There is an immense amount of jargon used in the cryptocurrency space, and this can make it difficult for both beginners and even long-time investors to gain a proper understanding of all the terms that are commonly thrown around. Tokens and coins are what people are referring to when they say “Cryptocurrency”, and these two separate entities are usually lumped together without an in-depth understanding of the nuances that make up the differences. This lumping together can create confusion, and so in this article, I will explain the specific differences between a coin and a token, and what makes these differences so crucial.
A cryptocurrency coin is the primary term used to describe any form of cryptocurrency that is backed by a separate blockchain. An example of a high profile coin is of course Bitcoin which was the first cryptocurrency as well as the first blockchain.
A digital token is a cryptocurrency that functions on top of a blockchain that already exists. Tokens are usually geared to functionality rather than just being a mode of digital currency. An example of a high profile token is XRP which is a token of Ripple. Ripple is not its blockchain and can therefore not be regarded as a coin and it is, therefore, incorrect to refer to it as a cryptocurrency coin.

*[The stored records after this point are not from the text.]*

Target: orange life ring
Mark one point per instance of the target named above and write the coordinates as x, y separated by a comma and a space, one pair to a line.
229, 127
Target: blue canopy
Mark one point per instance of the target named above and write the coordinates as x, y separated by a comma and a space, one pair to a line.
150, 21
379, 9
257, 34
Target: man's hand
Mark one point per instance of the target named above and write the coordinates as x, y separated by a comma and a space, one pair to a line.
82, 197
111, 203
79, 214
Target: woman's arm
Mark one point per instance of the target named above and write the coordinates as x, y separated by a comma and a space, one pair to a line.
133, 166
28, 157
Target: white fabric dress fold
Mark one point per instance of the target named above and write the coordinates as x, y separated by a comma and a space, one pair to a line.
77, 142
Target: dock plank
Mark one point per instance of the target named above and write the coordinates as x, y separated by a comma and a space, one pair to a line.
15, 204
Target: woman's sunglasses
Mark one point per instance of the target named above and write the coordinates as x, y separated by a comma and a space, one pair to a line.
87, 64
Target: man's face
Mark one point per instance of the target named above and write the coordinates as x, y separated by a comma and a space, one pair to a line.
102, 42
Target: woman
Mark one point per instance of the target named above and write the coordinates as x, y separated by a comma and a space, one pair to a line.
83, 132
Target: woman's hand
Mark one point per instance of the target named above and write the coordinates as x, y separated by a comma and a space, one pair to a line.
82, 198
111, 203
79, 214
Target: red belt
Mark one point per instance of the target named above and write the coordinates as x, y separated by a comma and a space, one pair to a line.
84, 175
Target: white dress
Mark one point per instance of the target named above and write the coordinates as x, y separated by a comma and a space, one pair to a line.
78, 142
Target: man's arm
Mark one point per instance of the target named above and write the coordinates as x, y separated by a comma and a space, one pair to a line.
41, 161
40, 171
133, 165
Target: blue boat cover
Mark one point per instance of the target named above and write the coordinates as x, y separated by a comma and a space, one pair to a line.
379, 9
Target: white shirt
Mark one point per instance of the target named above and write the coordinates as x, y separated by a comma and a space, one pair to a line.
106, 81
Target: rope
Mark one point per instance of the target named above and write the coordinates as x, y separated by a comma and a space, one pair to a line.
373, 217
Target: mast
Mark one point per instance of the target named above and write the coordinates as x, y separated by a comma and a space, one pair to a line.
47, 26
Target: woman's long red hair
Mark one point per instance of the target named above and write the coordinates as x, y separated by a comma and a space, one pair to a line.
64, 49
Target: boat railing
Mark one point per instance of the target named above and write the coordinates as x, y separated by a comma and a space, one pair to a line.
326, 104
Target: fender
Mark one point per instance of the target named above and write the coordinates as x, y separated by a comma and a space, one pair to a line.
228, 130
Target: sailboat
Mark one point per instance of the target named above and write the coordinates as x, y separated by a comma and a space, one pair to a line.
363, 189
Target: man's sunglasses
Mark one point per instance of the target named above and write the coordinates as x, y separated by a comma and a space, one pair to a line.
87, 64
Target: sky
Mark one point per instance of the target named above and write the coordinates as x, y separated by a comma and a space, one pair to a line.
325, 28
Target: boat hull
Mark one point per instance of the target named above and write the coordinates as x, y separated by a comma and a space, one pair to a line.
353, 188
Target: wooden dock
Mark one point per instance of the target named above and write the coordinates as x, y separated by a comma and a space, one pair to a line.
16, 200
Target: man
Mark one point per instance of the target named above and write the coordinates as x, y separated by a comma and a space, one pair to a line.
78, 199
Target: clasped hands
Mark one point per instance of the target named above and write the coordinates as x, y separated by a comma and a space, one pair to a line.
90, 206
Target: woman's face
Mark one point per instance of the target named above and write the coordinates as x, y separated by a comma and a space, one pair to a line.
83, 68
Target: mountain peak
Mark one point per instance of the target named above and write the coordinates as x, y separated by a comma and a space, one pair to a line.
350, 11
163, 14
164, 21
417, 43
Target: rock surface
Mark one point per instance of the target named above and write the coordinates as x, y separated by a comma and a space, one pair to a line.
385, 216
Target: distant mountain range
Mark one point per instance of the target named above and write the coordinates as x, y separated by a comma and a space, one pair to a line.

Although these definitions seem relatively clear in theory, the boundaries between these two aren’t always so concise. With the technology ever expanding and the usage of terms evolving, there can sometimes be an overlap in the usage of these two terms. Both of these items are used to transfer value, and this is where lines become blurred. In practical terms, there can sometimes be little difference between the two. The usage of cryptocurrency coins can go beyond simple payments; a primary example of this is their potential to be used as masternodes which are capable of performing many different tasks.
It is possible to move from a coin to a token, and there are quite a few companies that have chosen to take this path. The majority of cryptocurrency projects in the market as of the time of writing have started out as tokens. This leaning to tokens rather than coins is due to the requirement of funds. Creating a blockchain is expensive and can require significant infrastructure; many development teams will not have these resources readily available. They will offer tokens at inception to garner funds and interest in their future blockchain project. It is considerably less intensive to distribute tokens on an existing blockchain while a company is still in the development phase. This makes the investment phase far more efficient, and means the company can be in a good position to conduct a “coin swap” when they are ready to implement their blockchain. A coin swap involves investors trading their tokens for the new coins that are on the newly created blockchain.
Tokens and coins are both essential parts of cryptocurrency. There are no strict definitions for the two; however, it is crucial to have a basic understanding of how they do differ and which type of projects suit which type of cryptocurrency. The nuance of language in the cryptocurrency world is always evolving, and it is therefore essential to have a clear understanding of what different terms mean. Usually, a coin is more oriented towards being a currency whereas a token is oriented towards providing innovative functionality.